Micelio
T-26450 (09-08-11)Corte Suprema de Justicia · Sala Tutelas2011

Magistrado ponente: Elsy Del Pilar Cuello Calderón

Decreto 2591 de 1991

CORTE SUPREMA DE JUSTICIA 1 República de Colombia Corte Suprema de Justicia PAGE República de Colombia Corte Suprema de Justicia Tutela No. 26450 CORTE SUPREMA DE JUSTICIA SALA DE CASACIÓN LABORAL Magistrada Ponente: ELSY DEL PILAR CUELLO CALDERÓN Tutela No. 26450 Acta No. 26 Bogotá D. C., nueve (9) de agosto de dos mil once (2011). Resuelve la Corte la acción de tutela interpuesta por Hernando Gutiérrez Rincón, contra la Sala Laboral del Tribunal Superior del Distrito Judicial de Medellín y el Juzgado Primero Adjunto al Noveno Laboral del Circuito de la misma ciudad.

ANTECEDENTES El accionante presentó tutela contra los arriba mencionados, para obtener la protección constitucional de su derecho fundamental al debido proceso. Adujo ser pensionado por vejez del Instituto de Seguros Sociales; casado con Amparo Cardona Gómez desde 1971, con quien convive y quien depende económicamente de él; que solicitó al ISS el reconocimiento del incremento del 14% de su pensión, de conformidad con lo dispuesto en el artículo 21 del Acuerdo 049 de 1990, pero al no obtener respuesta presentó demanda ordinaria laboral, la cual correspondió, por reparto, al Juzgado Noveno Laboral del Circuito de Medellín; el 17 de noviembre de 2010, el Juzgado Primero Adjunto profirió sentencia donde “de manera arbitraria y sin realizar ninguna valoración del testimonio, decidió desmerecerle toda credibilidad a la señora Amparo Cardona sin más consideraciones que el vínculo familiar”, por lo que absolvió al ente demandado, decisión que confirmó el Tribunal accionado, el 30 de mayo de 2011, “por la supuesta carencia de pruebas”; que se presenta una “vía de hecho” debido a la falta de valoración del testimonio de su esposa, el cual fue claro, preciso, coherente y no se tachó por ninguna de las partes, máxime cuando fue solicitado por el ente demandado; que los mencionados errores se evidenciaron en el recurso de apelación, pero la Corporación omitió hacer pronunciamiento frente a los mismos.

Por lo anterior pidió dejar sin efectos las sentencias del 17 de noviembre de 2010 y 30 de mayo de 2011 y en consecuencia, ordenar a la Corporación accionada proferir nueva providencia en la que se resuelva el recurso de apelación y se “valore adecuadamente el testimonio de la Señora Amparo Cardona sin sospechas y sin que por simples motivos de su familiaridad con el demandante se le desmerezca credibilidad alguna”.

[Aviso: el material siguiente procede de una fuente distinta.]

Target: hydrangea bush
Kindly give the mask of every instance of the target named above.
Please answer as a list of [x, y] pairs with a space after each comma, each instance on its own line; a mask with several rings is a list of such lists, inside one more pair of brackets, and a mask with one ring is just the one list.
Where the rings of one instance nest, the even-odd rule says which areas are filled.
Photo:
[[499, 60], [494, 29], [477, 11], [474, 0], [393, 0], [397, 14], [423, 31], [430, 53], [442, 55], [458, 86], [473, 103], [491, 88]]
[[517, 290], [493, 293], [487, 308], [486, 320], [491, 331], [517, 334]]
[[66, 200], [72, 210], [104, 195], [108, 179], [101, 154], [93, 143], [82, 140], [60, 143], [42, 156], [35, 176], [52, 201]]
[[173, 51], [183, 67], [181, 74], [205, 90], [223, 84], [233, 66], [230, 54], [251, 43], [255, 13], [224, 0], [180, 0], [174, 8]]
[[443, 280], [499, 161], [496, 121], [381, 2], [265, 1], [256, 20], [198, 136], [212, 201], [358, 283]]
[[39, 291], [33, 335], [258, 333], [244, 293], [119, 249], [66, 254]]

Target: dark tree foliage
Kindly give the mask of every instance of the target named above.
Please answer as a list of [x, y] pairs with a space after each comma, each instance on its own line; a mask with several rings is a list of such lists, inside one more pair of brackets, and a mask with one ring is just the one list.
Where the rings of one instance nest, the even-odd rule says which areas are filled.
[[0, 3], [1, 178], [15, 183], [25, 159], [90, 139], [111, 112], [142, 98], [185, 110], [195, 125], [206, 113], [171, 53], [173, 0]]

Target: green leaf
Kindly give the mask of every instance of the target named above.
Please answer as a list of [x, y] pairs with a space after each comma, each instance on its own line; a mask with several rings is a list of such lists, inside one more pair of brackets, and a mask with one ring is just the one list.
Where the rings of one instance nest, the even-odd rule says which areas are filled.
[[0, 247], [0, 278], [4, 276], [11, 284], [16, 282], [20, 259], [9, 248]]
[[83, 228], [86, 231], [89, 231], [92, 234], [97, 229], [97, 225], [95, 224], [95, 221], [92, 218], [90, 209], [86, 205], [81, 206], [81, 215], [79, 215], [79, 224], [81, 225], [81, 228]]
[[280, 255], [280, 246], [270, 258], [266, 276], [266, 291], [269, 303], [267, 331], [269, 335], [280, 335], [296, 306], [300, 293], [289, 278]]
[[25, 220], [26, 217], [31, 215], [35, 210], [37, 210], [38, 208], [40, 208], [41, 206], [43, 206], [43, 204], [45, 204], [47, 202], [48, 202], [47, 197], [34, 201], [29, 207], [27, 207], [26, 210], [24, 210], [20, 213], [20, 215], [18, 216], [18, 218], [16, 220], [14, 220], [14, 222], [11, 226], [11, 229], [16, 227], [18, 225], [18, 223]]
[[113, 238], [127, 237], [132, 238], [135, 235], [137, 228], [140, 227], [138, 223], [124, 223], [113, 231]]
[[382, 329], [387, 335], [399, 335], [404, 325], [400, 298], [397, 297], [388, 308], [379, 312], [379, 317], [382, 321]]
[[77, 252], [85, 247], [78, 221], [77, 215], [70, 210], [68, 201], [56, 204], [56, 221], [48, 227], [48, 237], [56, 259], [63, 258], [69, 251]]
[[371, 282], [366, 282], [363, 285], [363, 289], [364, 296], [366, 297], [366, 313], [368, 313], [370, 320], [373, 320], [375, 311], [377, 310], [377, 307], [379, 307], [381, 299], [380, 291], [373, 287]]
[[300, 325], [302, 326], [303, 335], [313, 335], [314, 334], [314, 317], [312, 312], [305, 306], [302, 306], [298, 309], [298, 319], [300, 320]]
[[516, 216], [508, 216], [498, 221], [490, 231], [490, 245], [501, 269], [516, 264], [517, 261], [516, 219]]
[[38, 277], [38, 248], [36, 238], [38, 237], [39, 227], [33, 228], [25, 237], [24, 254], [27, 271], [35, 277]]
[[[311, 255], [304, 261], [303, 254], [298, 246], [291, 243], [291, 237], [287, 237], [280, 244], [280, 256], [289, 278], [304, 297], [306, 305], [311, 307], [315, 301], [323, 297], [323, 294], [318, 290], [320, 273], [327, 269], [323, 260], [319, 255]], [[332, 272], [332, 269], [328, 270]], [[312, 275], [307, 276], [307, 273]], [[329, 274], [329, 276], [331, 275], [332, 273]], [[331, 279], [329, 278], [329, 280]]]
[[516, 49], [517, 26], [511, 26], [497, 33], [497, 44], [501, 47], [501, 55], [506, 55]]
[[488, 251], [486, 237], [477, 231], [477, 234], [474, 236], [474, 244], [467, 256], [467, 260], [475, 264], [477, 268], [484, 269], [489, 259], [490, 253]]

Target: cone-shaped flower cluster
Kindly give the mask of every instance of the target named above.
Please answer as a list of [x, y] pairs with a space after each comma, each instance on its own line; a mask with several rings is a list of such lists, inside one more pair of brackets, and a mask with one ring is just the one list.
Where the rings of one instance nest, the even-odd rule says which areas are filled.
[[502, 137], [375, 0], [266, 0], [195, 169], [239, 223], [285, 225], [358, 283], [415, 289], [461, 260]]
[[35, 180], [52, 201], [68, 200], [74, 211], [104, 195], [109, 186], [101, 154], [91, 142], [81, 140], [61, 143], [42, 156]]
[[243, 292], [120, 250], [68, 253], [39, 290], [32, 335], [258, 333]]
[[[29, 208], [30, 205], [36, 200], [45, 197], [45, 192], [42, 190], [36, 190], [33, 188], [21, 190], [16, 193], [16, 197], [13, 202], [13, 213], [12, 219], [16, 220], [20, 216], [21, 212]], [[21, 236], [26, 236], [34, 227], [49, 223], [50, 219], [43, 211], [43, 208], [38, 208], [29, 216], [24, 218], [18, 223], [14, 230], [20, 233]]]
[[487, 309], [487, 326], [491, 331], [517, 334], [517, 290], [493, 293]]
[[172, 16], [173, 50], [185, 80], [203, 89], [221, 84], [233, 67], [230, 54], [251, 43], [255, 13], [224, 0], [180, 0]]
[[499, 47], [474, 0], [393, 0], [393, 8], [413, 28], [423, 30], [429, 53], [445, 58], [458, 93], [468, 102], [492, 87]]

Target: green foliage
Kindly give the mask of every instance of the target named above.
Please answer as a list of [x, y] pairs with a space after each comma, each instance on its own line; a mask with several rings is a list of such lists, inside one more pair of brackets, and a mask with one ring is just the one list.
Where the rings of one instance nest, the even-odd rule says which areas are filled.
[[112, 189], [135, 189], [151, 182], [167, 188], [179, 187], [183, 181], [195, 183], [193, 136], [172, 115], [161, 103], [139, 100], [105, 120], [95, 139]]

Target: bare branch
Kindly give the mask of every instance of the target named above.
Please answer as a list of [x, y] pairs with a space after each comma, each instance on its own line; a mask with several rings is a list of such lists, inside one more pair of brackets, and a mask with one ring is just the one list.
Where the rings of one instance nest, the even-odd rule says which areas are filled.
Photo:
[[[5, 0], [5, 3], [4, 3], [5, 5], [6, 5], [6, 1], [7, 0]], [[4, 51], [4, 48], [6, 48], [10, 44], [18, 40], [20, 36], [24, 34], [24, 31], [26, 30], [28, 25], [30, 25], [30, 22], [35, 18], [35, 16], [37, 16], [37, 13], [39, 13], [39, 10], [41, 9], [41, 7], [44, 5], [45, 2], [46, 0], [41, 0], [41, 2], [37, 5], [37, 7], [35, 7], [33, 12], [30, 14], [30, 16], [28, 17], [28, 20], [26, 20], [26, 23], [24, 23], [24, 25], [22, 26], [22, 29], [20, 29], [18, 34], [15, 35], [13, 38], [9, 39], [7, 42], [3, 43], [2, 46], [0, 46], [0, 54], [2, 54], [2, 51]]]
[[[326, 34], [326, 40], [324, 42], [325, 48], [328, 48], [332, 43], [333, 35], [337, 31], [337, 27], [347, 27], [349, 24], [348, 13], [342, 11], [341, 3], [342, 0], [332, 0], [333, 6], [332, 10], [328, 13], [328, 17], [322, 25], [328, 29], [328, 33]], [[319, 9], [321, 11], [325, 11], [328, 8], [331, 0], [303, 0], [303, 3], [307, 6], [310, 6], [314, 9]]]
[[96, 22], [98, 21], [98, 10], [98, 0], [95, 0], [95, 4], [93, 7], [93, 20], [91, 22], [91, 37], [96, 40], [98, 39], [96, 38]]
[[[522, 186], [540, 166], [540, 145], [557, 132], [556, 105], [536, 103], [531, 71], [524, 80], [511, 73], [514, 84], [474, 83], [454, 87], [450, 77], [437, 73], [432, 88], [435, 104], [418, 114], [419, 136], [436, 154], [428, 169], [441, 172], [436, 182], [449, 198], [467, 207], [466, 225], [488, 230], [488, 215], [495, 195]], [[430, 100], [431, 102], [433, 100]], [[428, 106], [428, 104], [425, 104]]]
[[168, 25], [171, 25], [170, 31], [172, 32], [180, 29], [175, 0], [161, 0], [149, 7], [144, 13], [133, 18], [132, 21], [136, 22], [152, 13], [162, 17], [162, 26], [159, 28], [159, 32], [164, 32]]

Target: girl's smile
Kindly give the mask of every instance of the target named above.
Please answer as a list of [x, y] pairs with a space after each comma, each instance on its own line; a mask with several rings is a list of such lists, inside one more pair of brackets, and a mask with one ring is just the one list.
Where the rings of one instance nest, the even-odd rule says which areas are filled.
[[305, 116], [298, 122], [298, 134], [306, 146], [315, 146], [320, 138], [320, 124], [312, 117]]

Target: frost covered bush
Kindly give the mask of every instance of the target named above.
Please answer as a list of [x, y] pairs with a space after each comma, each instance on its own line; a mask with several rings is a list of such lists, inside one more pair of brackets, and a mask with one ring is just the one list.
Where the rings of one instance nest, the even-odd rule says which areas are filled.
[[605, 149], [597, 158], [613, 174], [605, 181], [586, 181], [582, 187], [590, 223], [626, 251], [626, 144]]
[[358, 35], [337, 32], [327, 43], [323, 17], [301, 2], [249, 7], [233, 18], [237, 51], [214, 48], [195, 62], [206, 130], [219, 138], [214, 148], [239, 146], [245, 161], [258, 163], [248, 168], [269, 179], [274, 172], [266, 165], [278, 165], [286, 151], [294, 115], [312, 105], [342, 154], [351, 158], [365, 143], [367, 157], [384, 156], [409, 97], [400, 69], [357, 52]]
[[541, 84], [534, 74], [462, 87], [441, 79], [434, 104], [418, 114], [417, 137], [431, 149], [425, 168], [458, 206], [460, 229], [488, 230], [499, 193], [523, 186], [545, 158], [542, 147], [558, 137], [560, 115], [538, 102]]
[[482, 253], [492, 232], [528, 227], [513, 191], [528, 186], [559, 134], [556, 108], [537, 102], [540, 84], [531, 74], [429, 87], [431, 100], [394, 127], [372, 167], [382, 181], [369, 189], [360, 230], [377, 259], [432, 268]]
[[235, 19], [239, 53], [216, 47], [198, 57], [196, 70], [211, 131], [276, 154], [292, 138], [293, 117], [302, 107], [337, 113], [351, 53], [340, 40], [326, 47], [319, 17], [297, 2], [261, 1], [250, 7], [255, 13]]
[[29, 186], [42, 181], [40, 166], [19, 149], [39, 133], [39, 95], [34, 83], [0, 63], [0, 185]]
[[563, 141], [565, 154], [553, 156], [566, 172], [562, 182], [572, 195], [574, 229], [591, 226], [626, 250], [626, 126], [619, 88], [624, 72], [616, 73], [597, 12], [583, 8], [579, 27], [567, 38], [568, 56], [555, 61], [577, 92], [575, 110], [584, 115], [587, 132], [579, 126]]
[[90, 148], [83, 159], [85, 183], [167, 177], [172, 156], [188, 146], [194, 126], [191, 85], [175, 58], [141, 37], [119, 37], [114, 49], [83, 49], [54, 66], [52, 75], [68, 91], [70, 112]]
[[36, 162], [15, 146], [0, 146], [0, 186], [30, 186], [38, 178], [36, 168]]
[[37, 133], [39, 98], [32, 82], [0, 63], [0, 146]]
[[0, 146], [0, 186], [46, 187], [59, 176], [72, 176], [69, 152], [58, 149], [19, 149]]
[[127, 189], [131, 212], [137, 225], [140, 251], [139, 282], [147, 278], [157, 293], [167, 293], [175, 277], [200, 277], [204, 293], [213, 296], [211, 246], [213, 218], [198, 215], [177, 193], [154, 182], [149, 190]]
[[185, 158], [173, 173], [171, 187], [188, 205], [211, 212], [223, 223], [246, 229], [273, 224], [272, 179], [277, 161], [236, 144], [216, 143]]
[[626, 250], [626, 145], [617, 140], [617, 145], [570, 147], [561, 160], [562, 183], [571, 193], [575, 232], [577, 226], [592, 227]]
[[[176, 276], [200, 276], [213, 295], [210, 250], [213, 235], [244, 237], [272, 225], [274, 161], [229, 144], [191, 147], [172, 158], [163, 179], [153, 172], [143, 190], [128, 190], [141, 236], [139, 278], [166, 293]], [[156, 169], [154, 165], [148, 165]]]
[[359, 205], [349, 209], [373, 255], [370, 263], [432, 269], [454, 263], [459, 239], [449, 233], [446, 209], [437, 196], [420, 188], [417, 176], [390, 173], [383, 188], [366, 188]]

El 27 de julio de 2011 esta Sala de la Corte avocó el conocimiento de la tutela y ordenó notificar a los accionados y a los intervinientes en el proceso ordinario, con el fin que se pronunciaran sobre los hechos materia de la petición de amparo. Vencido el término no hubo pronunciamiento. SE CONSIDERA La vía preferente de la tutela, establecida en el artículo 86 de la Constitución Política, permite a todo ciudadano acudir a la Rama Judicial en busca de una orden que impida un acto amenazante o lo suspenda, siempre que se trate de proteger ciertos y determinados derechos.

Esta Sala ha mantenido el criterio de la improcedencia de la tutela contra providencias o sentencias judiciales, salvo que con las actuaciones u omisiones de los jueces, resulten violados en forma evidente derechos constitucionales fundamentales. Su procedencia está limitada a aquellas situaciones en las cuales el afectado no disponga de otro medio de defensa judicial, caso en que se convierte en mecanismo principal y cuando existiendo otra vía, se utiliza de forma transitoria con el fin de evitar un perjuicio irremediable.

En este asunto resulta improcedente la acción de tutela, pues el accionante pretende reabrir un debate que se encuentra debidamente resuelto a través de una providencia legalmente ejecutoriada. El propósito de la acción de tutela no es promover nuevos procesos, menos crear instancias adicionales a las ya existentes, ni pretender modificar decisiones que alguna de las partes considere desfavorables.

Su única finalidad, como ya se dijo, se encuentra determinada en el artículo 86 de la Constitución, que no es otra que el de proteger en forma inmediata los derechos fundamentales. La Corporación accionada, al proferir la sentencia de segunda instancia, dentro del proceso ordinario, estudió las normas que consideró aplicables al asunto, así como las pruebas allegadas al plenario, y con base en ellas fundamentó su decisión, de la cual podrá discrepar el accionante, pero no por ello configura una trasgresión de derecho alguno, menos violación de uno fundamental.

De modo que no se observa inconsulta la decisión, ni aparece arbitraria la valoración probatoria realizada, pues el Tribunal concluyó que “debido a que en el acervo probatorio allegado al plenario no se observaron testimonios que brindaran credibilidad en cuanto a la dependencia de la cónyuge para con su esposo, compartiendo, en este sentido las consideraciones realizadas por el a quo.

En de anotar, como lo ha sostenido el Tribunal en casos similares al de autos, que para el pago de los incrementos se requiere de prueba testimonial idónea, que logre acreditar, sin lugar a la menor duda, la convivencia y la dependencia económica, pues como es bien sabido, al Juez no le es dable acogerse a meras suposiciones y basarse en simples manifestaciones sin respaldo.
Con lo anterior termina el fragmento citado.